Artois Hound can generally tolerate and coexist with other dogs if they are properly socialized and introduced early. However, there are situations where your Artois Hound will not like the company of other dogs. Since this is a true hunting dog, smaller animals in the household are not advised.
These dogs are hunters with a strong prey drive and will, in most cases, try to pursue smaller animals because they perceive them as prey.
Artois Hound has an 11 - 13 years life expectancy. They are generally healthy dogs but they can be prone to some health problems. These problems include:
- Hip dysplasia
- Ear infections
To be sure that your dog will not develop any inherited diseases, we advise you to only buy it from a responsible and official dog breeder. Those breeders regularly perform various health tests on their breeding dogs to ensure that their puppies will not develop inherited health problems.
Artois Hounds are not too popular for dogs worldwide, so you should prepare to wait for your puppy if you decide this is the best choice for you. While searching for breeders, always find responsible, ethical, and professional ones. If you do so, you don’t have to worry your dog will end up with inherited diseases. While talking to breeders, always ask them to show you the health certificates of their dogs.
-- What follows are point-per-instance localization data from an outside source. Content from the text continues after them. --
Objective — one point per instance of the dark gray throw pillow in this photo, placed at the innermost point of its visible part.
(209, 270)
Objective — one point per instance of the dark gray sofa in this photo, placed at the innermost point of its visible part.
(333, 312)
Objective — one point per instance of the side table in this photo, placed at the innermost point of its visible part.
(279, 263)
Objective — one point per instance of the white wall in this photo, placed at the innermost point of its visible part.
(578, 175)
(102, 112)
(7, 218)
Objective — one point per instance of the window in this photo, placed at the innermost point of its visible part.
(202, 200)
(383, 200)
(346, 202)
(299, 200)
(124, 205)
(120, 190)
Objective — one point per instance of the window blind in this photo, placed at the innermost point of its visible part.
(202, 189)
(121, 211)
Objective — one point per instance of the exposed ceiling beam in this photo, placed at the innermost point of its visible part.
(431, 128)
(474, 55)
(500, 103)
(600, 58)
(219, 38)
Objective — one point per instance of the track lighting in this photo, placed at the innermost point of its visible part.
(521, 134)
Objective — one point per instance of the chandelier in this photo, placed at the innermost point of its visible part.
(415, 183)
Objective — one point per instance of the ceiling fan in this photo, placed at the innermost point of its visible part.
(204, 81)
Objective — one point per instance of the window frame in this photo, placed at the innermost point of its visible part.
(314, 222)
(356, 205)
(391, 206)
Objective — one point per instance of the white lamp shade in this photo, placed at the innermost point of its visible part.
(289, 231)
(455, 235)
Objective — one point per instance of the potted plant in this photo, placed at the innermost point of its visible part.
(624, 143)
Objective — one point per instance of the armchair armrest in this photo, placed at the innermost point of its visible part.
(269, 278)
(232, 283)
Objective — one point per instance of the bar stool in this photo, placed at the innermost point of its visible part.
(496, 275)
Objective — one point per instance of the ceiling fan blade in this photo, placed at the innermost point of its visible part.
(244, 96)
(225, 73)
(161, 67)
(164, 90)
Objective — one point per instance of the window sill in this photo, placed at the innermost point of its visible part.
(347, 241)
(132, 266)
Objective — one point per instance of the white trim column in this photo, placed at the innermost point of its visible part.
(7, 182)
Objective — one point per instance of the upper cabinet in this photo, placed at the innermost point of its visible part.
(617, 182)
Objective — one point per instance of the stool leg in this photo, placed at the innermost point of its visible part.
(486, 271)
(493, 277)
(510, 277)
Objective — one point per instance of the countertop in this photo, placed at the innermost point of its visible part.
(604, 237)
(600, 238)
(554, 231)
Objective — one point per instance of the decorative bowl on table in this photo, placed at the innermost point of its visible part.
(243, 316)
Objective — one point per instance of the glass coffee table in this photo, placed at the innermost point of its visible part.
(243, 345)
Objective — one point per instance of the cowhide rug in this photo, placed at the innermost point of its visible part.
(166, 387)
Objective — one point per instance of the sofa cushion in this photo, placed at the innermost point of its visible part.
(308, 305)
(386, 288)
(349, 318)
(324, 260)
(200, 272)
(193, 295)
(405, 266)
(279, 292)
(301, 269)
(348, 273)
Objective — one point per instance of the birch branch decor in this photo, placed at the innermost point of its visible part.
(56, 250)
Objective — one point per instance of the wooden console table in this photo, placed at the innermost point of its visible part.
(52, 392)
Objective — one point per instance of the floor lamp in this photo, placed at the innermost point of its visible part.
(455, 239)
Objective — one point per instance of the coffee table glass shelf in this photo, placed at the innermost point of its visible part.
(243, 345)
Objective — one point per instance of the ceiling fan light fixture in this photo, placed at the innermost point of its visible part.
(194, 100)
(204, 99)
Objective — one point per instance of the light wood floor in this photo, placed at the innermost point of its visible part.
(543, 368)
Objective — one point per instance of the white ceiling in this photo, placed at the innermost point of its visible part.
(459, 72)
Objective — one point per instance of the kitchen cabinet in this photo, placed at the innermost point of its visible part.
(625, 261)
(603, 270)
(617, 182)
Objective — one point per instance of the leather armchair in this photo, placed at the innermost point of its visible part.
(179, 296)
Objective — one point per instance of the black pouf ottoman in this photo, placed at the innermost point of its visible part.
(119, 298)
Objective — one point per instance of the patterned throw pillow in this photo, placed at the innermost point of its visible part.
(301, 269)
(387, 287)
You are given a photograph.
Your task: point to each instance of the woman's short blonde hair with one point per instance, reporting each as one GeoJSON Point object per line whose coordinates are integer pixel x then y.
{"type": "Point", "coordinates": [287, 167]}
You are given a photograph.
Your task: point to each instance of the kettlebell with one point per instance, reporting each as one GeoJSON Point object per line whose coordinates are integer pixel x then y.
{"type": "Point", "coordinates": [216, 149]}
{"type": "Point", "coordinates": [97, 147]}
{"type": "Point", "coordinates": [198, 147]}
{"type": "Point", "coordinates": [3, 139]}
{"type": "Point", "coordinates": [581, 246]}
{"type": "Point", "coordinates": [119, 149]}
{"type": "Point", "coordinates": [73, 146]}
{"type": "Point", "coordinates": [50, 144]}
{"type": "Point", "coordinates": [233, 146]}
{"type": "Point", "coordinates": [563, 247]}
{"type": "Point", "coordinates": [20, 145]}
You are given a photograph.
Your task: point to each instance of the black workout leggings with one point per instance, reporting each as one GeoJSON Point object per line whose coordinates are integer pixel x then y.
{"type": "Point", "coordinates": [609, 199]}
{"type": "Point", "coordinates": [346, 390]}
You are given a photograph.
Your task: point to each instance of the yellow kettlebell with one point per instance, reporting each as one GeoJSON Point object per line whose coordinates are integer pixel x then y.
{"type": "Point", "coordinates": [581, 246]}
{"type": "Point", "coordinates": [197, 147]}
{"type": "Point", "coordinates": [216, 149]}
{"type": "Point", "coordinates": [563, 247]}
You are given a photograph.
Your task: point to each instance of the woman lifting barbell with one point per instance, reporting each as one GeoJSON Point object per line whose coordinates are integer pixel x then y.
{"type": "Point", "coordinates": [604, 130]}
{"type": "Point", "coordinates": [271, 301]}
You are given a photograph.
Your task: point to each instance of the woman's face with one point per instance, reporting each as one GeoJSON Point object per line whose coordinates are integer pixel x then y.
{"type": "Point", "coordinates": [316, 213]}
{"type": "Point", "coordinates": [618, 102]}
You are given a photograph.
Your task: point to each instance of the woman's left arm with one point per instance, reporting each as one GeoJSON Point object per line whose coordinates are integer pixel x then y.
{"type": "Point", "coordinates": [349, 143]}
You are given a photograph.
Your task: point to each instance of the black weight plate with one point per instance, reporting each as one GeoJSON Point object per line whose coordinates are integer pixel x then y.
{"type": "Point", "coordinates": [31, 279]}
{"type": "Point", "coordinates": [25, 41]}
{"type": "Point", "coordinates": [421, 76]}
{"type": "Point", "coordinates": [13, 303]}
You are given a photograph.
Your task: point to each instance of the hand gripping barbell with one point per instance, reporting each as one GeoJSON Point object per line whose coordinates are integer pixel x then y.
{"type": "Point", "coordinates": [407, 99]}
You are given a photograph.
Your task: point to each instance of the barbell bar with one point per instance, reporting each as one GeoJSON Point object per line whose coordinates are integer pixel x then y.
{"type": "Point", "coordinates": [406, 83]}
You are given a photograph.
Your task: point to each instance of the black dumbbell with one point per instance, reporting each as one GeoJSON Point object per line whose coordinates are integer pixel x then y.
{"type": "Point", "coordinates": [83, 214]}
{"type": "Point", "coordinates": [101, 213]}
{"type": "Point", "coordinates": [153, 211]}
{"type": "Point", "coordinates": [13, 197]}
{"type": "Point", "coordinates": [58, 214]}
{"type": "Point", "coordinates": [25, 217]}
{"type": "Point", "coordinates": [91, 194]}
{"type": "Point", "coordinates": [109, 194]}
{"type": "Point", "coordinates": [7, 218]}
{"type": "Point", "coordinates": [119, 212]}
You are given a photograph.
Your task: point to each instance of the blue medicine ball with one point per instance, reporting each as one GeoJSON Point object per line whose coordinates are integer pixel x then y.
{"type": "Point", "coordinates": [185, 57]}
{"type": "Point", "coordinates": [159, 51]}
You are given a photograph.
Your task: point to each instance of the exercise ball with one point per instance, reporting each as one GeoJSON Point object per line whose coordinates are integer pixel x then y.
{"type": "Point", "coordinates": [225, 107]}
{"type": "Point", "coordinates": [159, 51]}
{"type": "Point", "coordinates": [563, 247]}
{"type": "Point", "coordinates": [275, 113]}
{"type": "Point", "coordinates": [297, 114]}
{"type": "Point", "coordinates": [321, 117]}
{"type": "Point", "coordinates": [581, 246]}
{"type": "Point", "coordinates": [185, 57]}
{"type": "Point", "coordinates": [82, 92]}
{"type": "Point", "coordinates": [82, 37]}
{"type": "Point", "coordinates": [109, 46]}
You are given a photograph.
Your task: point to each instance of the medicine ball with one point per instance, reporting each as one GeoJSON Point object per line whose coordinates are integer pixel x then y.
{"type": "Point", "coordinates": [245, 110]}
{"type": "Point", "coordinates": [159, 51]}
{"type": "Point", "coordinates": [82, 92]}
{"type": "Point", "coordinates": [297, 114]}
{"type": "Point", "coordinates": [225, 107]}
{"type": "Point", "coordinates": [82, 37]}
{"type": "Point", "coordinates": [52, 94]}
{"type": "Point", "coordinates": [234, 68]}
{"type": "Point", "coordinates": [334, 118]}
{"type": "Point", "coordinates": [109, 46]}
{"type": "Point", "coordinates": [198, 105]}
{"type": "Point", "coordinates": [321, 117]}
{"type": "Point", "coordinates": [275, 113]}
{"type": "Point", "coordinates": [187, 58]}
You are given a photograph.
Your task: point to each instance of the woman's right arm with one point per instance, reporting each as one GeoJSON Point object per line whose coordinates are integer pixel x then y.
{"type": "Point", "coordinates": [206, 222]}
Since this is an active dog, you should provide them with many activities. If you are not a very active person, we advise you to search for a different, less active dog breed. That way, you won’t end up with a dog who will be unhappy because its physical needs are not met.
World Dog Finder team
The Artois Hound, also known as the Chien d'Artois, is a breed that has been around for over 500 years. It is thought to be descended from the Bloodhound. This breed first came to life in Northern France, and since the breed’s beginning, it was crossbred with several English Hound breeds that were carried over the channel for centuries. Some historians even claim the Artois is the ancestor of the well-known Beagle.
This is a hunter at heart, and it still performs the same role that was intended for them. This scent hound hunts in small packs and excels at pursuing hares, foxes, and boars. These dogs' robust bodies allow them to hunt effectively through tough terrain, but they are also quick in open fields. The Artois Hounds have unique high-pitched barks they use when working.
Perhaps it is fair to say that the popularity of this breed reached its highest point in the 17th and 18th centuries when they were a popular choice of hunting hounds among the nobility. The breed suffered greatly in both World Wars, and these dogs became so rare after WWII that many cynologists thought the Artois Hound became extinct.
Their “cousin,” the Beagle, is far more popular than the Artois Hound, which is relatively unknown outside France. In their native country, they are content to serve as both companion animals and hunting hounds.